Son dönemde zaten Ortadoğu’daki İsrail hoyratlığı iyice artmış durumdadır. Zaten bölgede BAE ile başlayan normalleşme süreci, pek çok yerde de kendisini gösterdi. İsrail Normalleşme adı altında Ortadoğu’daki nüfuzunu iyice güçlendiriyor. Daha öncede pek çok yazımda ve söylemimde bu hususa dikkat çekmiştim. Bütün bu Normalleşme Anlaşmalarının arkasındaki isim ise Muhammed Dahlan’dır. İsrail’in 3 Muhammed projesini daha önceki yazılarımızda ayrıntılı anlatmıştık. İşte bu 3 Muhammed projesinin en önemli ayağını Muhammed Dahlan oluşturmaktadır. Bu bağlamda Muhammed Dahlan’ın Filistin Devlet Başkanı yapılması demek, İsrail’in Filistin sorununda büyük bir adım atması demektir. Dahlan ile birlikte yavaş yavaş Filistinliler iyice asimile olacak ve dava denen şuur ortadan kaybolacak. İsrail’in Büyük İsrail Projesi yolunda atacağı en önemli adımlardan biri de budur! 

Tüm bu hususları incelediğimizde asıl plan ortaya çıkıyor. İsrael aslında bu baskınlar ve yaptığı zulümler ile şartları olgunlaştırmak istiyor. Nitekim şartlar da Ortadoğu’da iyice oluşmaya başlamıştır. İsrael’in Kızılelması niteliğinde olan ‘’Büyük İsrael Projesi’’ son hız devam ediyor. Ortadoğu’da bu proje için İsrail’in tehdit olarak gördüğü tek ülke ise Türkiye’dir. Türkiye, tarihi kökleri ve Kadim Devlet anlayışı ile bu projeyi engelleyici pek çok unsuru içinde barındırmaktadır. Önümüzdeki yakın dönemde İsrail ile Türkiyedaha çok karşı karşıya gelebilir. İsrael için Türkiye’deki dengelerin değişmesi çok önemlidir. Zaten bölgedeki altın çocukları olan Dahlan vasıtası ile ülkemizdeki hücreleri etkinleştirip kaos oluşturma peşindeler. Yakın zamanda Küçükçekmece’de yakalanan IŞİD’li terörist Körfez destekli idi. Yani Dahlan’ın hücresine bağlıydı. Finans ve lojistik destek buradan sağlanıyordu. Lakin İstihbaratımızın özverili ve önemli takibi ile bu kişi etkisiz hale getirildi. Bu teröristin keşif yaptığı yerlerden biri de Ayasofya idi... Bunları unutmamak lazımdır. 

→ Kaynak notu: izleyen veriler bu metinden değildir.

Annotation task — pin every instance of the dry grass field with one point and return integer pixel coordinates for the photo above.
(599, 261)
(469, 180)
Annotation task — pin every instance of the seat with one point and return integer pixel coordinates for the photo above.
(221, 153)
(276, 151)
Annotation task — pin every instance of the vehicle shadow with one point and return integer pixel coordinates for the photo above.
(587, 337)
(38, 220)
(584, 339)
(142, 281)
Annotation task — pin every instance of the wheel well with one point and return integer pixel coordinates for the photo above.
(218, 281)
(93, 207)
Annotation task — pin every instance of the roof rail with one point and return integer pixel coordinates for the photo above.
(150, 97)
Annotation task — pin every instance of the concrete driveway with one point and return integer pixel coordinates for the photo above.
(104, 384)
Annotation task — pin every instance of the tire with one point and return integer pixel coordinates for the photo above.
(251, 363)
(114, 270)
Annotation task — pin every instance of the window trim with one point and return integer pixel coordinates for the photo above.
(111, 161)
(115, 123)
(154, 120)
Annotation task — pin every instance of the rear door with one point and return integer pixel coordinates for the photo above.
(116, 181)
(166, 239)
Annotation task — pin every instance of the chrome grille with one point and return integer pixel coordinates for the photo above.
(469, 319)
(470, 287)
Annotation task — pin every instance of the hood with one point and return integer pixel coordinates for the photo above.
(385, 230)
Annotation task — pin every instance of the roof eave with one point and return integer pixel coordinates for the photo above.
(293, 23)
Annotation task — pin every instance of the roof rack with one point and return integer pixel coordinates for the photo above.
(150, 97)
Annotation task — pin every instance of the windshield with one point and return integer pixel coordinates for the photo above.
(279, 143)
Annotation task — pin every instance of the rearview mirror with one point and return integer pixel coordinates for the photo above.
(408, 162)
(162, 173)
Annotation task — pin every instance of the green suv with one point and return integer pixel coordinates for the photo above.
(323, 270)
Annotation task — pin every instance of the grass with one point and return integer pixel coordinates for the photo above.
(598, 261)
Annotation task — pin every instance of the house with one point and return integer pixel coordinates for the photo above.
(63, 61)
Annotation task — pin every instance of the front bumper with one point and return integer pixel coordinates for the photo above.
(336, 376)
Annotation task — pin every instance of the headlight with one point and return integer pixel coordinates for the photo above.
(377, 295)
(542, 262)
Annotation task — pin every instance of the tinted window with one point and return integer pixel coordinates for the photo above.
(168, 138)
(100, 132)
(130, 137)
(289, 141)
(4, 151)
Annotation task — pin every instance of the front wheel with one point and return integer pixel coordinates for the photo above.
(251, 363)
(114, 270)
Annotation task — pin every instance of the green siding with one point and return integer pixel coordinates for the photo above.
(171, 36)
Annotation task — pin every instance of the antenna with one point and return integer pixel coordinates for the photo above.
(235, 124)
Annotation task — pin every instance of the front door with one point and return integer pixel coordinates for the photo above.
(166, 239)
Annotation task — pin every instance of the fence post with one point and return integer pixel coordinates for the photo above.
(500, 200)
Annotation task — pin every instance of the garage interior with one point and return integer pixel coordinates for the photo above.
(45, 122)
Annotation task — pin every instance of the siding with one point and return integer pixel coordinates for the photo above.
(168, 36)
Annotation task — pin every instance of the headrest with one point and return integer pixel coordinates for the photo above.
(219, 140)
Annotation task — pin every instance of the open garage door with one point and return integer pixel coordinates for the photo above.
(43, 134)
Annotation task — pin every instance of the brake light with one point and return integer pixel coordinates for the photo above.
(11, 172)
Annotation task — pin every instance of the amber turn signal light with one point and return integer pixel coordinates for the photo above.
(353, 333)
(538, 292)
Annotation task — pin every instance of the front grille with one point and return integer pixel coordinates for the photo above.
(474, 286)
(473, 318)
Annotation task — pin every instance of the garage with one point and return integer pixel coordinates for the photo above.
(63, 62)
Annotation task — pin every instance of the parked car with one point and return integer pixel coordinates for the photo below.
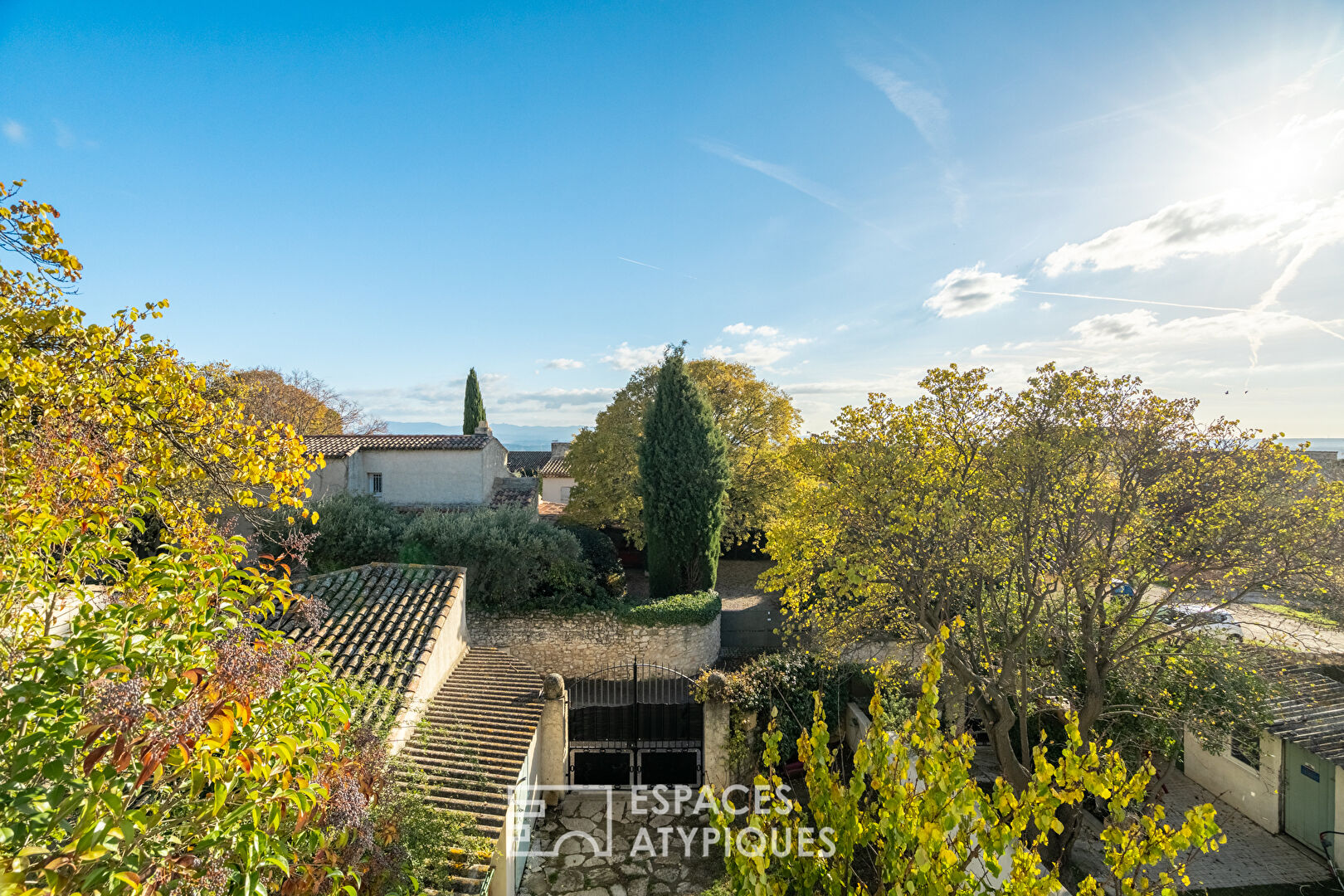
(1199, 618)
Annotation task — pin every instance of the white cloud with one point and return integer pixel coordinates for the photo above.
(441, 401)
(1220, 225)
(624, 358)
(969, 290)
(558, 398)
(756, 353)
(1140, 329)
(912, 101)
(746, 329)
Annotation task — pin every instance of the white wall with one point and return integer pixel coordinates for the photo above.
(553, 485)
(1250, 791)
(417, 477)
(329, 480)
(507, 874)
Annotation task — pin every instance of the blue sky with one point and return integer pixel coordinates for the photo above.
(843, 195)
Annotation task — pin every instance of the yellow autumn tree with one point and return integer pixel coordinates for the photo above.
(158, 735)
(912, 818)
(1060, 522)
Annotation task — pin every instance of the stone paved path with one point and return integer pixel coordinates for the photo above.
(580, 872)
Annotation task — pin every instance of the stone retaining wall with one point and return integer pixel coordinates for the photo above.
(587, 642)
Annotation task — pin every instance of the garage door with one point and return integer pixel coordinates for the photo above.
(1308, 796)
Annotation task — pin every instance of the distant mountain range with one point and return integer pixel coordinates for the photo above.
(515, 438)
(1317, 445)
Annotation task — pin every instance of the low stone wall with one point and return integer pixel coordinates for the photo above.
(577, 645)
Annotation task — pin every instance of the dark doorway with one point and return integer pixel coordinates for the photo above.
(602, 768)
(635, 724)
(670, 767)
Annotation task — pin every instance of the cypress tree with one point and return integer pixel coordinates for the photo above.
(474, 407)
(683, 479)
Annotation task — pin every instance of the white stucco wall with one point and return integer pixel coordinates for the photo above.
(553, 488)
(516, 818)
(1250, 791)
(329, 480)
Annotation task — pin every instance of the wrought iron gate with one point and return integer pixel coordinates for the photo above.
(636, 724)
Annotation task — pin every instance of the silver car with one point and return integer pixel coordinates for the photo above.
(1200, 618)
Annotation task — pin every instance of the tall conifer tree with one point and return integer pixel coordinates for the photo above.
(474, 407)
(683, 477)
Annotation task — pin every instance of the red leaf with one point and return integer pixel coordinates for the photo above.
(144, 772)
(119, 754)
(91, 759)
(95, 733)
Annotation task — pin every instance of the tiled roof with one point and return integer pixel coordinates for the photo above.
(383, 618)
(347, 445)
(527, 462)
(514, 490)
(480, 728)
(557, 466)
(1309, 712)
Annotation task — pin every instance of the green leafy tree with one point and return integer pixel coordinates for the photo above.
(1019, 514)
(683, 477)
(912, 818)
(513, 559)
(300, 399)
(757, 421)
(474, 407)
(353, 529)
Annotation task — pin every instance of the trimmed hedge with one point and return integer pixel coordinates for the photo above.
(513, 559)
(600, 553)
(353, 529)
(679, 610)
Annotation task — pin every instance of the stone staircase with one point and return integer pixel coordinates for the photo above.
(480, 727)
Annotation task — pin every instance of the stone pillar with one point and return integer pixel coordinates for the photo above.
(718, 768)
(553, 733)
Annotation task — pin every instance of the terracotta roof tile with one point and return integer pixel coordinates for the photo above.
(347, 445)
(383, 620)
(514, 490)
(557, 466)
(527, 462)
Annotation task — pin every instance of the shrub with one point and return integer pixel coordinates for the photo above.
(353, 529)
(601, 557)
(786, 683)
(511, 557)
(682, 609)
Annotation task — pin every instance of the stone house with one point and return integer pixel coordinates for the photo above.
(555, 475)
(476, 720)
(1288, 776)
(446, 472)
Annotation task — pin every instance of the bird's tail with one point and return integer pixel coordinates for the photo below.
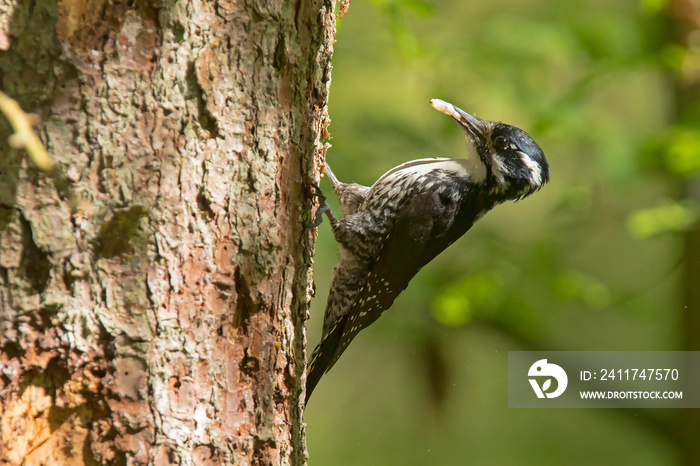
(322, 357)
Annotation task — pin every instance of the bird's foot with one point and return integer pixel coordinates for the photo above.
(323, 207)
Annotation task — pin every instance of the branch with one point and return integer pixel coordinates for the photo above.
(24, 136)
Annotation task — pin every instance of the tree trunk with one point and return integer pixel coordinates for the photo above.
(154, 288)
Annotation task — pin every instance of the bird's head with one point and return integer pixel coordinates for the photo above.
(503, 156)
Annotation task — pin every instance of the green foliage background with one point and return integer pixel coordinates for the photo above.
(592, 262)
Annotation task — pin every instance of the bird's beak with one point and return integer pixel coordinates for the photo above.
(473, 125)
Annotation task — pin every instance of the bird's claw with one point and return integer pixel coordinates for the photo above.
(323, 207)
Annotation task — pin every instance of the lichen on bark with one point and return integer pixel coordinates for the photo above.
(154, 289)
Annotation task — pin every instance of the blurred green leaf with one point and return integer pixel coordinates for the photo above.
(668, 217)
(683, 152)
(653, 6)
(574, 285)
(463, 299)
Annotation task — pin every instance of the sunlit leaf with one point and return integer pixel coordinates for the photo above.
(575, 285)
(668, 217)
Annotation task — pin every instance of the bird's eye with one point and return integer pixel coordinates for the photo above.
(501, 142)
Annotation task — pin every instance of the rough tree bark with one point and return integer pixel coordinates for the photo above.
(154, 289)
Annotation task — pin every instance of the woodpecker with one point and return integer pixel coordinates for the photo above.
(390, 230)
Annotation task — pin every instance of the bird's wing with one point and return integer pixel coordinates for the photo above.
(416, 238)
(424, 228)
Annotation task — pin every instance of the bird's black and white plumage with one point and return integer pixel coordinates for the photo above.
(390, 230)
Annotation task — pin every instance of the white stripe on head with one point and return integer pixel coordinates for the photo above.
(535, 177)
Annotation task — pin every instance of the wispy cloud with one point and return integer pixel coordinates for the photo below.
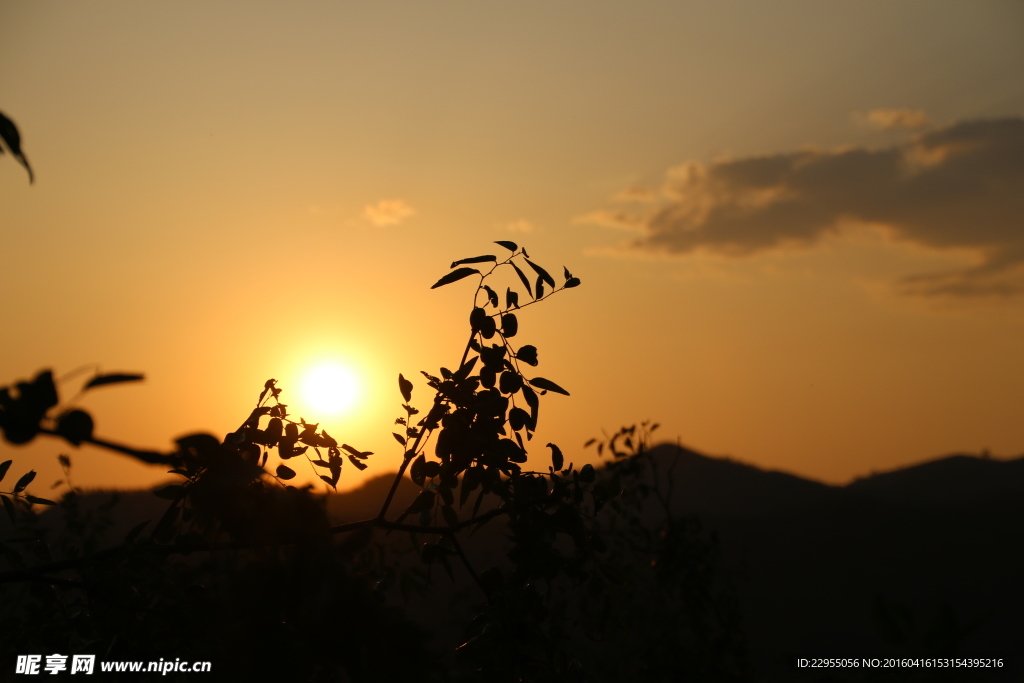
(961, 186)
(387, 212)
(520, 225)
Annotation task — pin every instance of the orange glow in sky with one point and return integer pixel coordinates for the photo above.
(797, 225)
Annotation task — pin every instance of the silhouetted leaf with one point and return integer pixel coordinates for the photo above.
(25, 481)
(451, 518)
(510, 382)
(556, 458)
(423, 502)
(488, 328)
(445, 494)
(522, 276)
(170, 493)
(532, 401)
(9, 507)
(354, 452)
(8, 131)
(473, 259)
(358, 465)
(527, 354)
(492, 296)
(454, 276)
(477, 317)
(416, 471)
(465, 369)
(545, 275)
(548, 385)
(101, 380)
(510, 325)
(406, 387)
(75, 426)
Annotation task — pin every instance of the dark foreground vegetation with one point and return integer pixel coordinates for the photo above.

Yazacak çok husus var lakin yakın zamanda bitireceğim büyük uğraşlar ve araştırmalar sonucu hazırladığım ‘’İsrail’in Truva Atı: Dahlan’’ kitabımda bu ve benzeri olayları ayrıntılarla, kişiler ile belgeler ile anlattım… Uzun uğraşlar sonucu ortaya güzel bir eser daha çıkacak inşallah. Dahlan’ın Ortadoğu’daki karanlık ilişkileri dahil, Türkiye’de bağlantılı olduğu dernek, vakıf, siyasiler ve bazı önemli isimler ile ilgili belgeler ve ilk defa duyacağınız bilgiler olacak. 

Ve son söz: “Ne Hristiyan'ın Haçı, ne Musevi'nin yıldızı Ortadoğu’yu aydınlatamaz. Ortadoğu’yu ancak İslam’ın Hilali ve Türk’ün Yıldızı aydınlatabilir.”